To find out, I asked my Twitter followers. Kindle users love the device, but most people can’t see how it makes economic sense. I can’t either, but am still strangely drawn to the idea. Let’s ignore the Kindle for now and think about personal finance. Here are some recent stories from around the web:
Many GRS readers (and a few of my friends) rave about Crazy Aunt Purl, which is ostensibly a knitting blog. Today Sarah pointed me to Laurie’s most recent post, which describes how she could afford a trip to Madrid. (Scroll down past the photos for the actual story.) She writes:
One of my coworkers stopped me in the hallway the day before I left for vacation. “Where are you off to this time?” she asked. “Madrid,” I said. “How in the world do you afford all this?” she asked, in a voice that implied I was about to embark on a three-month voyage to the moon. “Well,” I said, “I don’t buy stuff.”

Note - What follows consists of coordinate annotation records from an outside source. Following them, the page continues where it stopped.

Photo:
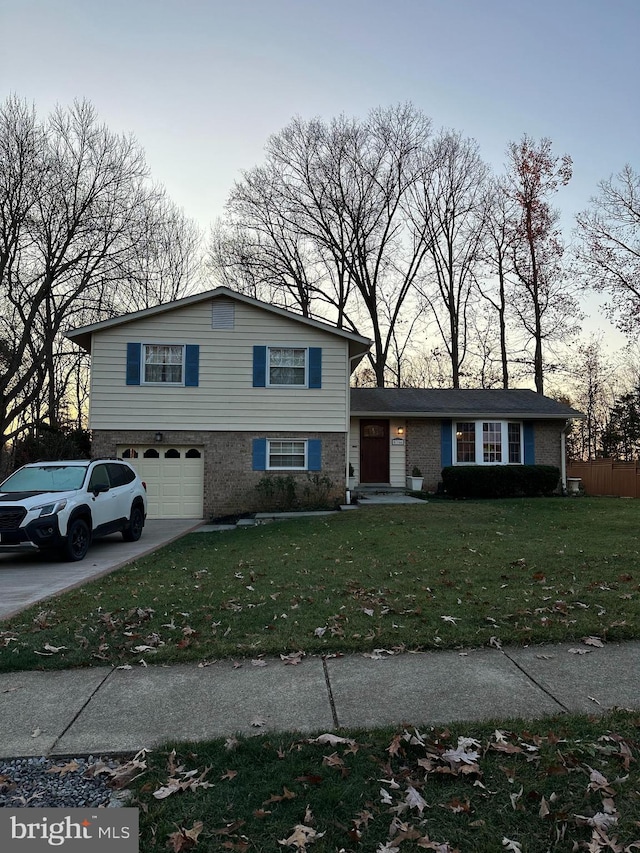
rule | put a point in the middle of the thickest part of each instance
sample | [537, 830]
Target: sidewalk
[100, 710]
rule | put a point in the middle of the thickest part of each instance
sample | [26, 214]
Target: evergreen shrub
[499, 481]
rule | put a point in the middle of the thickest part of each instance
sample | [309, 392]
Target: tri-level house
[208, 394]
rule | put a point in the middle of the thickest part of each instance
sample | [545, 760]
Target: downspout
[563, 456]
[348, 432]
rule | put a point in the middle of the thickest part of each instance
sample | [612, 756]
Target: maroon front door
[374, 451]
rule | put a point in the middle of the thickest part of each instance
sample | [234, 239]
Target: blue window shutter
[446, 444]
[315, 367]
[314, 454]
[259, 367]
[259, 454]
[529, 444]
[133, 363]
[191, 365]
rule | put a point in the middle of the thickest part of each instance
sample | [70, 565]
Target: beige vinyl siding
[225, 398]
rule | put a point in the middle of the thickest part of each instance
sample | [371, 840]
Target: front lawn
[563, 784]
[442, 574]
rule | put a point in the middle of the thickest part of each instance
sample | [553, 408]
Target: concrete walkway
[101, 709]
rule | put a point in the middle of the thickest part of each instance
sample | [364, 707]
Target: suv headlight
[49, 509]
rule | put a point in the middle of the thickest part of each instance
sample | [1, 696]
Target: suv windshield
[45, 478]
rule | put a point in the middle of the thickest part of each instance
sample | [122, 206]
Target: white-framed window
[487, 443]
[287, 366]
[163, 364]
[286, 454]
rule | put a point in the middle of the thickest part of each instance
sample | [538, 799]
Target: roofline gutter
[474, 415]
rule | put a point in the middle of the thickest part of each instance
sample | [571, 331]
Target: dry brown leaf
[593, 641]
[230, 774]
[64, 769]
[300, 837]
[278, 798]
[185, 839]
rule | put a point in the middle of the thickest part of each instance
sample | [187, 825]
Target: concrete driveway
[27, 578]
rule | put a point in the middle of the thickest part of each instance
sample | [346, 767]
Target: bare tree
[324, 223]
[448, 205]
[609, 251]
[543, 300]
[592, 383]
[74, 207]
[496, 275]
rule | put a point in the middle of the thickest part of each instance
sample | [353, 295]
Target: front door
[374, 451]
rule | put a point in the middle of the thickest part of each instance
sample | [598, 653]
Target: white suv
[64, 505]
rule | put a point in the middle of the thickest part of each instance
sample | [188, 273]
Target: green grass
[519, 571]
[532, 783]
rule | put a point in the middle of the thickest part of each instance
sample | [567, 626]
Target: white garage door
[174, 478]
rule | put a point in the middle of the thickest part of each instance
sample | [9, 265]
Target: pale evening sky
[202, 83]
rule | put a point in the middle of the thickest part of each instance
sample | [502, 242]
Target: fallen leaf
[300, 837]
[278, 798]
[588, 641]
[185, 839]
[230, 774]
[64, 768]
[332, 740]
[415, 800]
[292, 659]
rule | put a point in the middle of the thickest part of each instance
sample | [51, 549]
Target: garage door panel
[175, 483]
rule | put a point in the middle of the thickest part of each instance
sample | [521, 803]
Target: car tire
[133, 530]
[77, 542]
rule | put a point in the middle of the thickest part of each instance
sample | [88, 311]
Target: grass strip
[445, 574]
[561, 783]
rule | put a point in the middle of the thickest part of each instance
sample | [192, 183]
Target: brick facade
[423, 450]
[229, 481]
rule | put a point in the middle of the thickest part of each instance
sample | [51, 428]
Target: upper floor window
[288, 366]
[163, 363]
[287, 454]
[488, 443]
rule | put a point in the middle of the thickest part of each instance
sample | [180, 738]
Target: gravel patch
[71, 783]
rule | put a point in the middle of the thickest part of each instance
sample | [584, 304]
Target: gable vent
[223, 314]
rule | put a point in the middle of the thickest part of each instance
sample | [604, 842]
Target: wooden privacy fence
[607, 477]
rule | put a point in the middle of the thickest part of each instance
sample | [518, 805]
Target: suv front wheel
[133, 530]
[78, 540]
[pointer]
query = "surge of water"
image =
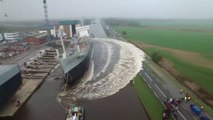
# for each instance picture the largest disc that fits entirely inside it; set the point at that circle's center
(128, 65)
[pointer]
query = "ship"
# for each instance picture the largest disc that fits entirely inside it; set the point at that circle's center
(77, 54)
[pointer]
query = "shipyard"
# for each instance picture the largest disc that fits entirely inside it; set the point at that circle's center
(98, 60)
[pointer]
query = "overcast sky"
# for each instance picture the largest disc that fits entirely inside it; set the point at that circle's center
(33, 9)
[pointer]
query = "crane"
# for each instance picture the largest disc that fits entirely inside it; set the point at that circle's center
(5, 14)
(46, 20)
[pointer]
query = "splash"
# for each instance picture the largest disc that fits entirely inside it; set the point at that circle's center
(95, 86)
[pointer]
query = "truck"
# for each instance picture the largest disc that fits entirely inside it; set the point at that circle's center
(196, 109)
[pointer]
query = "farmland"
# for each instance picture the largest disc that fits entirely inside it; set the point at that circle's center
(186, 49)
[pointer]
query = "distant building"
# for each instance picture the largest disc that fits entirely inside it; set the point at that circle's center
(9, 82)
(38, 39)
(1, 37)
(13, 36)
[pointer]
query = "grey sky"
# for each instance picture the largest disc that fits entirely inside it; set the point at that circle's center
(33, 9)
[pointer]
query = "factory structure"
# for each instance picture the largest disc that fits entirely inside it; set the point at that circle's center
(9, 82)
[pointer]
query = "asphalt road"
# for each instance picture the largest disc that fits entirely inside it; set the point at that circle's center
(164, 91)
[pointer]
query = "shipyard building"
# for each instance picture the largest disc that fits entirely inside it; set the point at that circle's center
(9, 82)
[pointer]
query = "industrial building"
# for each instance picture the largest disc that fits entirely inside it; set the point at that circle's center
(67, 26)
(38, 39)
(1, 37)
(13, 36)
(9, 82)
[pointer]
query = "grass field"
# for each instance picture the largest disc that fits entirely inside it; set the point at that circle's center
(171, 38)
(148, 99)
(195, 40)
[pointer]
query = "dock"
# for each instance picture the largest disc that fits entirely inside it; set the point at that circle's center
(33, 75)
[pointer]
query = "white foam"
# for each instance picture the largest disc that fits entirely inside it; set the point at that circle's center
(128, 65)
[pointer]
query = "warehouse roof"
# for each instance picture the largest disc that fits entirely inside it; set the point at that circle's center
(7, 72)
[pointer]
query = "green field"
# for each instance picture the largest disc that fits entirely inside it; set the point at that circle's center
(185, 40)
(148, 99)
(196, 38)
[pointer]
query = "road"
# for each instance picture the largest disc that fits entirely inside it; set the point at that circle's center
(164, 90)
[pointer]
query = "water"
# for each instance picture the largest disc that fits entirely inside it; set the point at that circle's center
(118, 63)
(114, 64)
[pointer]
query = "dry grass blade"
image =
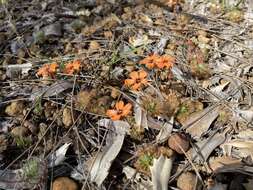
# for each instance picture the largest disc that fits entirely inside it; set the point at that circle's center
(114, 141)
(199, 122)
(160, 171)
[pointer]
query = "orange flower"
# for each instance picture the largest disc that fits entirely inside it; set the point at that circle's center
(137, 79)
(150, 61)
(121, 110)
(48, 70)
(72, 67)
(166, 61)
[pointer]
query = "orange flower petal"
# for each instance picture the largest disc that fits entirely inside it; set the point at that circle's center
(129, 82)
(53, 67)
(150, 65)
(116, 117)
(111, 113)
(127, 109)
(133, 75)
(136, 86)
(119, 105)
(144, 81)
(142, 74)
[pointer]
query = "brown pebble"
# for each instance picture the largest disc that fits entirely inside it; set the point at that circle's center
(19, 131)
(177, 142)
(64, 183)
(187, 181)
(31, 127)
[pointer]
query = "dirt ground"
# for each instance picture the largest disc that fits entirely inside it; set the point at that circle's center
(128, 95)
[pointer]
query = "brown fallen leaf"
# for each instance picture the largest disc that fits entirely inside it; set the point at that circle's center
(199, 122)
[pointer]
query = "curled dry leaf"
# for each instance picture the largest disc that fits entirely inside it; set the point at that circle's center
(48, 70)
(25, 178)
(114, 141)
(121, 110)
(161, 171)
(72, 67)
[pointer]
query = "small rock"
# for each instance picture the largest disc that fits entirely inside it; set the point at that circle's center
(31, 127)
(54, 29)
(15, 108)
(19, 131)
(64, 183)
(66, 117)
(3, 143)
(187, 181)
(94, 45)
(177, 142)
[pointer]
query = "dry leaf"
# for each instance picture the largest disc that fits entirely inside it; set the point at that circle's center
(72, 67)
(18, 179)
(161, 171)
(114, 141)
(48, 91)
(218, 162)
(48, 70)
(132, 174)
(203, 149)
(58, 156)
(140, 115)
(165, 131)
(199, 122)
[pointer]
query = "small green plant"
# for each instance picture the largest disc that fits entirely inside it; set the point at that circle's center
(183, 109)
(31, 169)
(23, 142)
(146, 160)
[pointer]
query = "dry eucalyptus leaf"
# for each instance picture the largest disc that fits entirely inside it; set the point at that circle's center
(21, 179)
(160, 172)
(12, 70)
(132, 174)
(52, 90)
(139, 40)
(243, 115)
(140, 115)
(58, 156)
(114, 141)
(199, 122)
(218, 162)
(218, 91)
(204, 148)
(165, 131)
(244, 148)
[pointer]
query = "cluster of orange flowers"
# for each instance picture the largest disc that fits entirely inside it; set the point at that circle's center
(50, 69)
(152, 61)
(121, 110)
(138, 79)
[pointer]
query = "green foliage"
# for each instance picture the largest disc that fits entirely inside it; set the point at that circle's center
(31, 169)
(146, 160)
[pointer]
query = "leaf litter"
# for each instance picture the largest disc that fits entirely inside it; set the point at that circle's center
(126, 94)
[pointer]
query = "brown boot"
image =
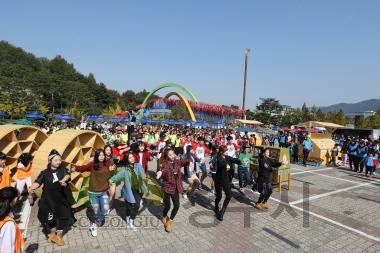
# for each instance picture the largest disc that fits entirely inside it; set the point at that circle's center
(169, 226)
(165, 220)
(57, 238)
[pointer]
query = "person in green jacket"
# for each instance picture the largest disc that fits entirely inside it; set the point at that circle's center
(133, 176)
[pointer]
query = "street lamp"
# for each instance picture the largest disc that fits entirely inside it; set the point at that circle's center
(245, 81)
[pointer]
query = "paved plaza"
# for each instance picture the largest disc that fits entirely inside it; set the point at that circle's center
(326, 210)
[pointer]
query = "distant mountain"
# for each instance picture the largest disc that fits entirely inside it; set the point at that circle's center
(366, 105)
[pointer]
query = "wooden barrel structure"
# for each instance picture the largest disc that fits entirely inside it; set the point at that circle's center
(76, 147)
(18, 139)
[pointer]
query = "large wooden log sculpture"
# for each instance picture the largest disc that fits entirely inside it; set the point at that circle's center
(18, 139)
(76, 147)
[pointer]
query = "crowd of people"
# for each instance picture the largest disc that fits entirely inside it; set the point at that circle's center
(182, 154)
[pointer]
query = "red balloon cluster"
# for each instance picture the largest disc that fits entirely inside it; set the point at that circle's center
(200, 107)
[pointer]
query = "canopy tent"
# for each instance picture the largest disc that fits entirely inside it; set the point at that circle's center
(95, 118)
(35, 116)
(249, 122)
(24, 122)
(64, 117)
(328, 125)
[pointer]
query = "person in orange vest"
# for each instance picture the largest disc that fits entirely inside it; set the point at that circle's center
(5, 178)
(11, 239)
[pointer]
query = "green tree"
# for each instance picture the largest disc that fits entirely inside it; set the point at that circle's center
(269, 111)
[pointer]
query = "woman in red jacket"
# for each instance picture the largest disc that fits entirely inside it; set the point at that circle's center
(172, 185)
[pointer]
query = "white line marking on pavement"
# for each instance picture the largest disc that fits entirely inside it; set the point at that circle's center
(305, 171)
(328, 220)
(327, 194)
(342, 179)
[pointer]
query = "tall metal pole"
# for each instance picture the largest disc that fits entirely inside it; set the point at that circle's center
(245, 81)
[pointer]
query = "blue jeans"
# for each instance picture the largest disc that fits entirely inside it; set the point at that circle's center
(100, 202)
(244, 177)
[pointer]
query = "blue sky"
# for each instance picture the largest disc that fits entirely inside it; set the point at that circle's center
(319, 52)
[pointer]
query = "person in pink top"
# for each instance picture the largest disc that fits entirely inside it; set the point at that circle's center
(200, 150)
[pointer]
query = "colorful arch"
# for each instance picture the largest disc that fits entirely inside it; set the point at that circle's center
(165, 85)
(184, 100)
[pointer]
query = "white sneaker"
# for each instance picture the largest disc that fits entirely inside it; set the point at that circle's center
(94, 229)
(131, 225)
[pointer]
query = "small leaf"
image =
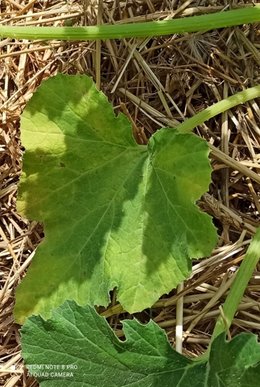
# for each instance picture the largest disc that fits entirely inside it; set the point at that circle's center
(80, 342)
(115, 214)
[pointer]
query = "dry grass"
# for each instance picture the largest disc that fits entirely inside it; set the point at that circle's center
(156, 82)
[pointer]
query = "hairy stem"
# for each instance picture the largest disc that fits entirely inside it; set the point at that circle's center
(207, 22)
(219, 107)
(238, 287)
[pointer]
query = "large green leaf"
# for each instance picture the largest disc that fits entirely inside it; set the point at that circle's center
(79, 342)
(115, 214)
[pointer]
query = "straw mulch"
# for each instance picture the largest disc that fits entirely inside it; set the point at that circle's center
(156, 82)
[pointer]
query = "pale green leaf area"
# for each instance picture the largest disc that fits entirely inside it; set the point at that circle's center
(115, 214)
(82, 343)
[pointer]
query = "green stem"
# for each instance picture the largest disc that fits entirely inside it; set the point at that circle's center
(238, 287)
(219, 107)
(157, 28)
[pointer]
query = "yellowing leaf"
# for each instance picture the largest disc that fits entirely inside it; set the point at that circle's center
(115, 214)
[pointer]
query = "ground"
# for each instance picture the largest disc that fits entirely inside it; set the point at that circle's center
(156, 82)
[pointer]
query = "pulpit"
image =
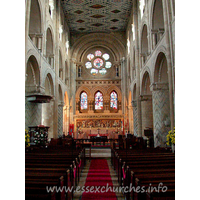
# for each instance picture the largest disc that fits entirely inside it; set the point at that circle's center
(38, 135)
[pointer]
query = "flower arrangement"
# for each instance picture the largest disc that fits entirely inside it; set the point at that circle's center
(171, 137)
(27, 138)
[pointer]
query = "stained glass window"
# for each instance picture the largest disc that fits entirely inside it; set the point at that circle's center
(83, 101)
(106, 56)
(103, 71)
(108, 65)
(90, 56)
(98, 101)
(98, 62)
(88, 65)
(94, 71)
(113, 100)
(98, 53)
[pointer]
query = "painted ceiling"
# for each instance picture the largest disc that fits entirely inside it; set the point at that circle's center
(97, 15)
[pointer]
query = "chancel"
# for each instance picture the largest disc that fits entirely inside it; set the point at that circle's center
(99, 98)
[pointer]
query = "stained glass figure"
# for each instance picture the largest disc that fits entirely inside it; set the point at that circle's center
(98, 53)
(83, 100)
(113, 100)
(98, 101)
(103, 71)
(94, 71)
(88, 65)
(108, 65)
(90, 56)
(106, 56)
(98, 62)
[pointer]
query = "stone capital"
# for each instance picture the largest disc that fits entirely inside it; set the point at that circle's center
(134, 103)
(145, 97)
(159, 86)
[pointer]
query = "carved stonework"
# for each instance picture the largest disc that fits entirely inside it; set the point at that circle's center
(95, 123)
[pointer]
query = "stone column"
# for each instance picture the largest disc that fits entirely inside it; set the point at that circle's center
(90, 106)
(130, 112)
(161, 112)
(154, 38)
(39, 40)
(160, 33)
(60, 118)
(51, 60)
(135, 117)
(137, 68)
(147, 112)
(169, 57)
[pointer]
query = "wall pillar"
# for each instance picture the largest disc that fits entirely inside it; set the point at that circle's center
(161, 112)
(60, 118)
(135, 118)
(147, 112)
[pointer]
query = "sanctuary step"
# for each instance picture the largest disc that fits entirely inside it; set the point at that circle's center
(84, 173)
(99, 152)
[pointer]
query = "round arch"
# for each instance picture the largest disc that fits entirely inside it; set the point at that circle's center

Laurie explains how she learned to live within her means, and how she’s able to afford expensive vacations. (Hint: she prioritizes spending!) My favorite line? “It’s just math, not voodoo.” I’ll have to remember that one.
On a related note, I’ve written before about the real millionaire next door to me. (He’s agreed to do an interview, by the way!) He’s a down-to-earth guy that lives frugally. You’d never guess he had wealth. While browsing the archives at Soul Shelter (a great blog), I came across an older article that tries to explain why millionaires buy espresso machines. The point? It’s okay to spend for quality and value, especially if it will reduce costs in the long run.
Next, several readers have pointed out that American Express will be paying some card holders $300 to close their accounts. “We sent the offer out to a select number of card members,” said Molly Faust, a company spokeswoman. “We are looking at different ways that we can manage credit risk based on the costumers overall credit profile.” What do you think of this?
Finally, Dawn at Frugal for Life shared 11 ways that she cut down on grocery bills. I know that all personal finance blogs (including Get Rich Slowly) run “how to save on grocery” articles, but I like this one because it’s not theoretical. These are real things that Dawn does to save money at the grocery store.